Showing posts with label food writing. Show all posts
Showing posts with label food writing. Show all posts

12.19.2011

Excerpt: LUNCH IN PARIS: A LOVE STORY, WITH RECIPES

I'm only about a third of the way through Elizabeth Bard's LUNCH IN PARIS: A LOVE STORY, WITH RECIPES, but I'm already hooked.  I'm such a Francophile, even when it's of the rose-colored glasses, in-the-middle-of-a-love-affair sort of variety.  Bard has an approachable way of writing that makes me want to hang out with her.  And, luckily, the food writing is unpretentious and entertaining.

I was sitting at Guy and Gallard this morning, reading this book.  For those of you who don't know, Guy and Gallard is a small-ish chain here in NYC.  They definitely aren't the best quality, but the coffee isn't all that bad and I just can't resist the darling way they wrap my muffin in this parchment/tissue-type paper that crinkles.  Having the joy of unwrapping my lemon poppyseed muffin makes the muffin itself just a little more palatable.

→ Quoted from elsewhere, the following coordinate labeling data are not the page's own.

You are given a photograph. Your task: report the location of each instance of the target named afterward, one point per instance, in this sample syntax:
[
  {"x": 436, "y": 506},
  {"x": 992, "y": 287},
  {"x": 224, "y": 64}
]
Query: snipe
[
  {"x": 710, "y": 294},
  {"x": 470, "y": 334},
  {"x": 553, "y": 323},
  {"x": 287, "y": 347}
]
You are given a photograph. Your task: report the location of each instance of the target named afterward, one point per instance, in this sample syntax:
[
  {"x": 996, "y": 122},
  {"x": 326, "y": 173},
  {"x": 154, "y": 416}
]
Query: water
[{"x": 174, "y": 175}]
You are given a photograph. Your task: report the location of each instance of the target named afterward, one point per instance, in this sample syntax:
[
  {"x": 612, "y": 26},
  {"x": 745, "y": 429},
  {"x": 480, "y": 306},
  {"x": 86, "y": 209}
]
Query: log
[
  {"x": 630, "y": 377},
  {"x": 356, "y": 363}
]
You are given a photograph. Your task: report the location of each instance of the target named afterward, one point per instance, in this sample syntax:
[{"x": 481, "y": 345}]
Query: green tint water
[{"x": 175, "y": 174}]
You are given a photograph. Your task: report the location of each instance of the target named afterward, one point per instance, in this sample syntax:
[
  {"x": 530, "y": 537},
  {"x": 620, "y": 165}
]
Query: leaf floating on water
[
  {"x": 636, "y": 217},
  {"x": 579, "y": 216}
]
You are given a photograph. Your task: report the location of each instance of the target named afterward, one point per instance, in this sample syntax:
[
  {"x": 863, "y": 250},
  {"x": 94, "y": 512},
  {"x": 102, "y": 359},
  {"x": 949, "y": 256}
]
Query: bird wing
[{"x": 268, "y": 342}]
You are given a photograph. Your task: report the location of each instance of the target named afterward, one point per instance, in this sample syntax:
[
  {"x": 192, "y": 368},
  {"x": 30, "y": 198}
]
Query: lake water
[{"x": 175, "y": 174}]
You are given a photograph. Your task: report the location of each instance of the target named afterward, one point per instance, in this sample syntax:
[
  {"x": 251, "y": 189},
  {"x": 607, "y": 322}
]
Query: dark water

It was while going through all this that I read this passage:

Where croissants are concerned, I've found two principal schools of thought.  Some prefer a brioche-like model, with a golden hue, a little spring, and an eggy chew.  Not I.  I like a flake, a croissant with an outer layer so fine and brittle that you get crumbs all over yourself from the very first bite. When you pull it apart there should be some empty space, pockets of air between the buttery layers of dough.  When you finally do rip off a hunk to dip in your coffee, it stretches a little before it breaks.  More crumbs, but utterly, completely worth the mess.

And then I giggled as it was followed by this passage:

My first trips to the boulangerie are not all ogling.  I have to keep my head about me as I place my order.  First there is the gender issue; every French noun is assigned a sex, masculine or feminine.  Personally, I think my croissant is a woman, as tender and fragile as a Brontë heroine.  But apparently, the Académie Française, the guys who make the dictionary, have decided that "croissant" is masculine, un croissant.  I have been outvoted.

The good news is that I just adored these passages.  The croissant just become a tangible thing for which I longed, and I loved the simile of a croissant being as feminine as a Brontë heroine.  Lastly, the idea of a flaky croissant being worth the mess is some sort of metaphor for life, peut-être?

The bad news?

All this talk about airy croissants put me off my leaden, dry lemon poppyseed muffin completely.

Eat, drink, and c'est la vie.

11.01.2010

Speaking of food writing...

...Remember yesterday I talked about exceptional food writing?

Today, I have an example of...to put it kindly...not good food writing:

When stewed in a cauldron, the big, tough-looking leaf becomes wonderful and delicious, tender and emotional. [referring to collard greens]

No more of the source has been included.